Rory was very gracious and showed me around the city a bit. I’m not talking about the Statue of Liberty or the Empire State Building, any rube with a tour book could find those things, I’m talking about taking me down into the Village (he lived on the east side in the 30s somewhere) and getting me a slice of the Original Ray’s pizza. He and his girlfriend Jane were dead broke, and spent what little money they had on taking dance classes, so our sightseeing consisted mostly of walking around the city for hours. Which, really, is the perfect thing to do in NYC, so varied and interesting are the goings on of that giant metropolis. He introduced me to the subway system, showed me roughly the areas you wanted to avoid (which, at that point, was anything south of Houston, anything north of Central Park, and all the other boroughs) and turned me loose. I’d walk around while they were in class and meet them for lunch, or wander the streets so they could have sex (it was a typically microscopic NY apartment one room, with a tiny bathroom and a kitchenette).

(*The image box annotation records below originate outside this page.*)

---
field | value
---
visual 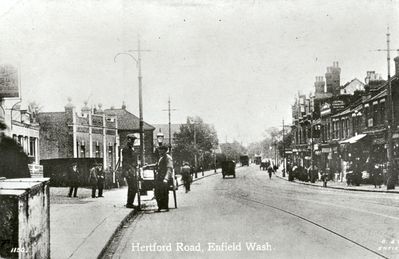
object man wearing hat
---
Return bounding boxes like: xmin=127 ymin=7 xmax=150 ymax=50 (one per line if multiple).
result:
xmin=0 ymin=119 xmax=30 ymax=181
xmin=180 ymin=162 xmax=192 ymax=193
xmin=122 ymin=134 xmax=140 ymax=209
xmin=155 ymin=146 xmax=173 ymax=212
xmin=68 ymin=162 xmax=80 ymax=197
xmin=89 ymin=162 xmax=99 ymax=198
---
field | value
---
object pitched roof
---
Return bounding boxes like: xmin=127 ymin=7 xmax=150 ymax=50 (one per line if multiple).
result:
xmin=153 ymin=124 xmax=183 ymax=139
xmin=104 ymin=109 xmax=155 ymax=130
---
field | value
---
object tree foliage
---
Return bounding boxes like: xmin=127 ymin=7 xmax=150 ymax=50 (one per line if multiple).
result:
xmin=248 ymin=127 xmax=292 ymax=159
xmin=220 ymin=141 xmax=247 ymax=161
xmin=173 ymin=117 xmax=218 ymax=169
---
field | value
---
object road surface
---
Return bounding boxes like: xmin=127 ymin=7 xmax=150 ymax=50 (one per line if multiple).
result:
xmin=105 ymin=165 xmax=399 ymax=258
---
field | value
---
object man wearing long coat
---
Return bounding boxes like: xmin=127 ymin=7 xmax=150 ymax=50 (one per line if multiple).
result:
xmin=122 ymin=134 xmax=139 ymax=209
xmin=155 ymin=146 xmax=173 ymax=212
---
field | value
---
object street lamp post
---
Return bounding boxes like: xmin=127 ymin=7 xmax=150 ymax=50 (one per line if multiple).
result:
xmin=114 ymin=41 xmax=148 ymax=166
xmin=157 ymin=132 xmax=165 ymax=147
xmin=377 ymin=27 xmax=396 ymax=190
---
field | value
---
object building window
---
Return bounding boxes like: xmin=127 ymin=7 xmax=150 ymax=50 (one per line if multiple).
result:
xmin=364 ymin=104 xmax=371 ymax=127
xmin=380 ymin=99 xmax=385 ymax=124
xmin=373 ymin=103 xmax=380 ymax=125
xmin=95 ymin=142 xmax=101 ymax=157
xmin=79 ymin=143 xmax=86 ymax=158
xmin=29 ymin=138 xmax=36 ymax=157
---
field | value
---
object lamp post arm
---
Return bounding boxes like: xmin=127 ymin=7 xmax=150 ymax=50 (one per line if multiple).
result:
xmin=114 ymin=52 xmax=139 ymax=66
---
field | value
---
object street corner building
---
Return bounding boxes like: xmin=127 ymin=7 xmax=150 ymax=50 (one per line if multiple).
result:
xmin=0 ymin=101 xmax=43 ymax=178
xmin=104 ymin=104 xmax=155 ymax=164
xmin=286 ymin=57 xmax=399 ymax=185
xmin=38 ymin=100 xmax=119 ymax=168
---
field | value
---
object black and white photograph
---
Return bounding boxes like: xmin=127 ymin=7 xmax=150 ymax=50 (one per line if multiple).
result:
xmin=0 ymin=0 xmax=399 ymax=259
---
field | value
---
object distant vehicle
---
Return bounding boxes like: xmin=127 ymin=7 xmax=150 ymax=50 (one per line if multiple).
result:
xmin=140 ymin=164 xmax=178 ymax=195
xmin=260 ymin=159 xmax=270 ymax=171
xmin=140 ymin=164 xmax=156 ymax=195
xmin=222 ymin=160 xmax=236 ymax=178
xmin=254 ymin=155 xmax=262 ymax=165
xmin=240 ymin=155 xmax=249 ymax=166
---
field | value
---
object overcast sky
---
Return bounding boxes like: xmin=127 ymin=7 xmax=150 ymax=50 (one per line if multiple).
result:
xmin=0 ymin=0 xmax=399 ymax=144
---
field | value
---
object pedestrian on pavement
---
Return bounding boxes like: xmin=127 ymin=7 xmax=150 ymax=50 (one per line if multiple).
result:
xmin=180 ymin=162 xmax=192 ymax=193
xmin=122 ymin=134 xmax=140 ymax=210
xmin=321 ymin=171 xmax=328 ymax=187
xmin=67 ymin=162 xmax=80 ymax=197
xmin=372 ymin=164 xmax=382 ymax=188
xmin=89 ymin=163 xmax=98 ymax=198
xmin=0 ymin=119 xmax=30 ymax=178
xmin=155 ymin=146 xmax=173 ymax=212
xmin=267 ymin=165 xmax=274 ymax=179
xmin=97 ymin=163 xmax=105 ymax=198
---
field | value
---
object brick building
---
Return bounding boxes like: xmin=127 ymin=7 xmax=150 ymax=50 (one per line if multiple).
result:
xmin=38 ymin=100 xmax=120 ymax=169
xmin=104 ymin=105 xmax=155 ymax=163
xmin=0 ymin=100 xmax=43 ymax=177
xmin=292 ymin=57 xmax=399 ymax=184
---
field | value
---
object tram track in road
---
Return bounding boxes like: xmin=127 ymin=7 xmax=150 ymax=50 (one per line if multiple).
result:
xmin=235 ymin=195 xmax=389 ymax=259
xmin=227 ymin=169 xmax=399 ymax=258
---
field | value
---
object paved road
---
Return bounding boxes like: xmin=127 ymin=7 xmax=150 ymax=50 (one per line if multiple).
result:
xmin=107 ymin=166 xmax=399 ymax=258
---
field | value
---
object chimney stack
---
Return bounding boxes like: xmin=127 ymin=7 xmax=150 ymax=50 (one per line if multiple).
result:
xmin=393 ymin=52 xmax=399 ymax=76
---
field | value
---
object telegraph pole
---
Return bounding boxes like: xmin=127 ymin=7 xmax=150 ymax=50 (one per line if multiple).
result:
xmin=162 ymin=96 xmax=176 ymax=154
xmin=127 ymin=38 xmax=149 ymax=166
xmin=377 ymin=27 xmax=396 ymax=190
xmin=283 ymin=119 xmax=286 ymax=177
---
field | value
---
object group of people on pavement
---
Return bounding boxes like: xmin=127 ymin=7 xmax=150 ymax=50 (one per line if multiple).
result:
xmin=67 ymin=134 xmax=192 ymax=212
xmin=122 ymin=134 xmax=191 ymax=212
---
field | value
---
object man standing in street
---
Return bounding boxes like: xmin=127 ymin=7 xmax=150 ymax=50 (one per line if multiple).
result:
xmin=97 ymin=163 xmax=105 ymax=197
xmin=89 ymin=165 xmax=98 ymax=198
xmin=155 ymin=146 xmax=173 ymax=212
xmin=180 ymin=162 xmax=192 ymax=193
xmin=68 ymin=162 xmax=80 ymax=197
xmin=122 ymin=134 xmax=140 ymax=209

I didn’t have much money, so I couldn’t really go shopping, but I did break down and buy myself a record at Sam Goody’s (years later, I would recoil at the idea of going into Sam Goody’s in the Village when I was so close to so many great record stores, but hey, what did I know?). Columbia Records was being unusually honorable at the time and offering a double-album sampler of some of their new bands and charging something insane like $2.99 for it. It’s really smart, but few record companies can bear the thought of selling something for close to the cost of making it, even though it inevitably leads to people buying full price, full-length releases from bands they otherwise wouldn’t get the chance to hear that’s how it worked with me, and I’m sure that thousands of others did the exact same thing. The only companies I can think of in recent memory to offer such a great deal on a sampler are two of the most honorable and ethical labels around, Peter Gabriel’s Real World and Robert Fripp’s Disciplne Global Mobile. Anyway, Exposed, as it was called, was packed to the gills with new bands, many in the exciting new wave genre that was starting to heat up in the aftermath of punk. As is often the case with samplers especially from large multinational corporations there was a fair amount of dross from forgettable musicians that never went anywhere (Ian Gomm?, Harlequin?), and okay tracks from bands that had no right being on a purported new wave sampler (Loverboy? Judas Priest?). But if you dug through the chaff, there were a few germs of tasty goodness, and that purchase and the subsequent Exposed II got me to go into my wallet for full-length releases by The Psychedelic Furs (good call), Adam and the Ants (better call) and Jo-Jo Zep and the Falcons (not so much). But my favorite track on those early compilations was a spooky, noir-wave track called Bates Motel from some group of British unknowns called the Hitmen.